João Donato e o tranquilo refúgio de quem vive para a música
Numa noite de chuvas tão intensas que inundaram partes da Avenida da Liberdade, em Lisboa, encontrámos um refúgio tropical no Teatro Tivoli, através da música de João Donato. Um dos nomes incontornáveis do termo guarda-chuva MPB (música popular brasileira) e da bossa nova, o cantor e compositor conta já com 88 anos bem vividos, algo que se nota na morosidade dos seus movimentos, mas também nas ricas histórias que foi contando ao longo do concerto que deu na capital portuguesa no passado dia 10. Como quem recorda uma interacção divertida com o vizinho do lado, João vai navegando por telefonemas e conversas com Tom Jobim, Dorival Caymmi e João Gilberto. O público, embevecido, absorvia cada palavra dos discursos soltos nos quais o artista se perdia entre canções, durante as quais a sua lucidez não tinha falhas.
Trauteando a melodia de cada canção para si mesmo, os seus dedos começavam a deslizar pelo xadrez do piano de cauda, tornado informal pela fluidez da música plácida e determinadamente relaxante do artista. De repente, éramos transportados para o Rio de Janeiro, algures nos anos 60. Ocasionalmente, exclamava aquela que é a sua catchphrase, “Água!”, aproximando-nos ainda mais do mar, pelo qual o artista teve de atravessar sete montanhas, como canta em “Nasci Para Bailar”, canção que evoca os quentes ritmos cubanos.
Ouvimos também “Bananeira”, sambinha partilhado com Gilberto Gil que é jovial mas ponderado; “Sambou… Sambou”, a colaboração repentina com Zeca Pagodinho, como nos contou na história sobre a gravação da mesma; mas também um dos hits mais recentes, “Serotonina”. Esta última canção é sobre a sensação que a música nos provoca, levando João a dizer que até deveria ser vendida na farmácia, para gáudio da audiência.

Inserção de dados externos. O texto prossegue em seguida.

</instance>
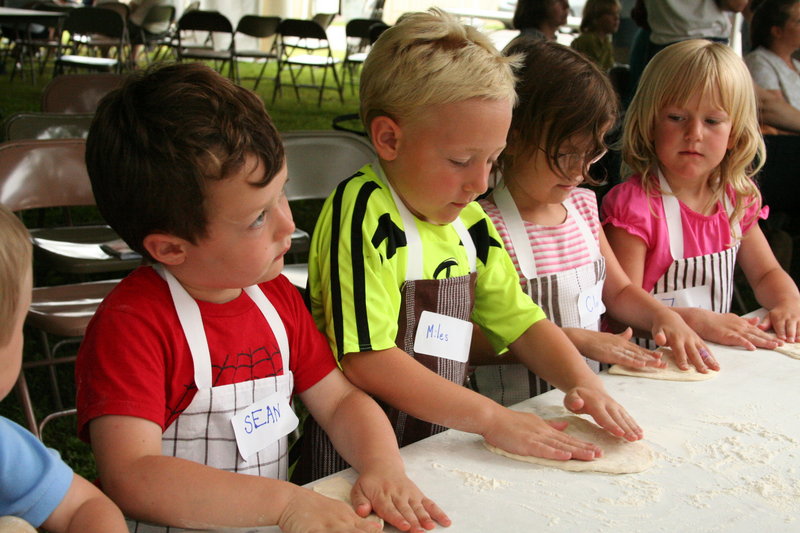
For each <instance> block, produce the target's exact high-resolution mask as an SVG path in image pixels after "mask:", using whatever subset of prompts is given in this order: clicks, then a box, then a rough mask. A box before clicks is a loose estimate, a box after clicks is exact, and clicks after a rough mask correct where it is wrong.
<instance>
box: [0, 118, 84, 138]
mask: <svg viewBox="0 0 800 533" xmlns="http://www.w3.org/2000/svg"><path fill="white" fill-rule="evenodd" d="M93 118H94V114H92V113H85V114H69V115H68V114H66V113H35V112H34V113H14V114H13V115H11V116H10V117H8V118H7V119H5V120H4V121H3V138H2V140H3V141H18V140H22V139H85V138H86V137H87V135H88V134H89V127H90V126H91V124H92V119H93Z"/></svg>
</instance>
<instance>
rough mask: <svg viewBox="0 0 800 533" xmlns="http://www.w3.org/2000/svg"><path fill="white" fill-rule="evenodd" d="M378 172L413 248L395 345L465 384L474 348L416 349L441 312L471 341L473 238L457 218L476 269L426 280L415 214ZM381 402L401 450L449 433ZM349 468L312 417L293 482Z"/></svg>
mask: <svg viewBox="0 0 800 533" xmlns="http://www.w3.org/2000/svg"><path fill="white" fill-rule="evenodd" d="M378 173H379V175H380V177H381V179H382V181H383V183H384V184H385V185H386V186H387V187H388V188H389V190H390V191H391V192H392V197H393V198H394V203H395V205H396V206H397V210H398V211H399V213H400V217H401V218H402V220H403V228H404V231H405V236H406V242H407V246H408V248H407V250H408V251H407V262H406V276H405V277H406V280H405V282H404V283H403V285H402V286H401V287H400V292H401V304H400V313H399V317H398V330H397V337H396V338H395V343H396V344H397V346H398V347H399V348H400V349H402V350H403V351H404V352H406V353H407V354H409V355H410V356H411V357H413V358H414V359H416V360H417V361H419V362H420V363H421V364H422V365H423V366H425V367H426V368H428V369H429V370H431V371H433V372H435V373H436V374H437V375H439V376H442V377H444V378H446V379H448V380H450V381H452V382H454V383H458V384H464V382H465V380H466V377H467V360H468V358H469V344H467V345H466V350H465V352H464V353H459V354H452V353H443V354H436V355H431V354H426V353H420V352H418V351H416V349H417V348H418V346H417V344H416V342H415V337H416V334H417V331H418V330H419V329H420V328H424V327H426V324H427V323H428V320H430V318H431V315H430V314H429V313H435V314H437V315H445V316H447V317H451V318H455V319H458V320H461V321H464V322H467V326H468V327H469V328H470V329H469V331H467V339H468V340H469V339H470V337H469V335H470V334H471V324H469V318H470V315H471V314H472V307H473V303H474V301H475V283H476V280H477V272H476V264H477V255H476V251H475V245H474V243H473V241H472V237H471V236H470V234H469V231H467V229H466V227H465V226H464V223H463V222H462V221H461V219H460V218H456V219H455V220H454V221H453V222H452V223H451V224H452V226H453V228H454V229H455V230H456V232H457V233H458V235H459V237H460V239H461V244H462V245H463V246H464V248H465V250H466V252H467V257H468V260H469V266H470V273H469V274H468V275H464V276H456V277H453V278H446V279H422V277H423V245H422V240H421V238H420V235H419V230H418V228H417V224H416V221H415V218H414V215H412V214H411V212H410V211H409V210H408V208H407V207H406V206H405V204H404V203H403V202H402V200H401V199H400V198H399V197H398V196H397V193H396V192H395V191H394V189H393V188H392V187H391V185H390V184H389V181H388V180H387V179H386V176H385V175H383V172H382V171H381V170H380V167H378ZM423 313H425V314H423ZM387 379H391V376H387ZM378 403H379V404H380V405H381V407H383V409H384V411H386V414H387V416H388V417H389V422H390V423H391V424H392V428H393V429H394V432H395V436H396V437H397V443H398V445H399V446H401V447H402V446H405V445H407V444H411V443H413V442H417V441H418V440H421V439H424V438H426V437H430V436H431V435H435V434H437V433H440V432H442V431H444V430H445V429H447V428H446V427H444V426H440V425H437V424H432V423H430V422H425V421H424V420H420V419H418V418H415V417H413V416H411V415H409V414H407V413H405V412H403V411H400V410H399V409H396V408H394V407H392V406H390V405H387V404H385V403H383V402H380V401H379V402H378ZM348 466H349V465H348V464H347V463H346V462H345V461H344V459H342V458H341V457H340V456H339V454H338V453H336V450H334V449H333V445H332V444H331V442H330V440H329V439H328V437H327V435H325V433H324V432H323V431H322V429H321V428H320V427H319V425H318V424H317V423H316V422H314V421H313V419H309V422H308V423H306V424H305V426H304V432H303V450H302V451H301V460H300V462H299V463H298V469H297V470H296V471H295V474H293V475H292V481H294V482H296V483H307V482H309V481H313V480H315V479H319V478H320V477H323V476H327V475H330V474H332V473H334V472H338V471H339V470H343V469H345V468H347V467H348ZM301 470H302V471H301Z"/></svg>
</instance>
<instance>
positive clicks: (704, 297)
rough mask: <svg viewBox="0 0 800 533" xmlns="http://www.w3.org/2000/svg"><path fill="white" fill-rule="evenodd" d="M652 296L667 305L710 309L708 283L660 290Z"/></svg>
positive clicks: (665, 304)
mask: <svg viewBox="0 0 800 533" xmlns="http://www.w3.org/2000/svg"><path fill="white" fill-rule="evenodd" d="M653 296H655V298H656V299H657V300H658V301H660V302H661V303H663V304H664V305H666V306H667V307H693V308H695V309H706V310H708V311H710V310H711V287H709V286H708V285H698V286H696V287H689V288H687V289H679V290H677V291H669V292H660V293H658V294H654V295H653Z"/></svg>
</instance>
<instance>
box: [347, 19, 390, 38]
mask: <svg viewBox="0 0 800 533" xmlns="http://www.w3.org/2000/svg"><path fill="white" fill-rule="evenodd" d="M378 22H383V21H382V20H376V19H352V20H349V21H347V24H346V25H345V27H344V34H345V36H346V37H353V38H356V39H369V29H370V28H371V27H372V25H373V24H376V23H378Z"/></svg>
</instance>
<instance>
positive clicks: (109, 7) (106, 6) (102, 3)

A certa altura, recebe em palco a, nas suas palavras, “encantadora” fadista portuguesa Carminho, que não é estranha a colaborações com artistas brasileiros ou até à reinterpretação de clássicos da música do Brasil, após Carminho Canta Tom Jobim, de 2016. Juntos, atiram-se a “A Paz” (por mais de uma vez, dado que também a tocaram para fechar o espectáculo) e ao clássico de Jobim, “Triste”. Sem emular o sotaque brasileiro, Carminho navegou pela delicadeza das canções com a sua voz elástica e melódica, controlada nos momentos certos, mas sem menosprezar a sua enorme força. Acima de tudo, demonstrou um enorme respeito pelo material original, mas sem se subjugar completamente ao mesmo.
João Donato é uma pessoa que vive — e sempre viveu — para a música. Conta-nos que, na primeira vez que se emocionou com música, era ainda criança. A sensação que aflorou nesse momento levou-o a querer compor canções que causassem uma certa dormência, no melhor sentido da palavra. Ao longo de 60 anos, o seu espólio musical representa exactamente isso. Uma colecção de temas que desaceleram o tempo, deixando espaço para apreciar a beleza que nos rodeia e sentir uma joie de vivre muito gratificante.
Bem humorado, conta-nos uma das suas recordações de Tom Jobim, sobre como ele dizia “roubar os pedaços bonitos das músicas dos outros” para criar algo novo. Isso inspirou João Donato. Nota-se na mistura que compõe o seu cocktail de samba, bossa nova, folclore brasileiro e psicadelismo. Mesmo pegando em elementos pré-existentes, imbui-os de uma tranquilidade inconfundivelmente sua.
Foi isso que sentimos no refúgio caloroso do seu concerto, para além do fervilhar do seu talento — infelizmente sub-apreciado. Já perto do final, “Emoriô” incita-nos a acompanhar o artista na cantoria, na ânsia de partilhar um momento com João Donato antes que nos deixe com a sua obra, obra essa que será eterna.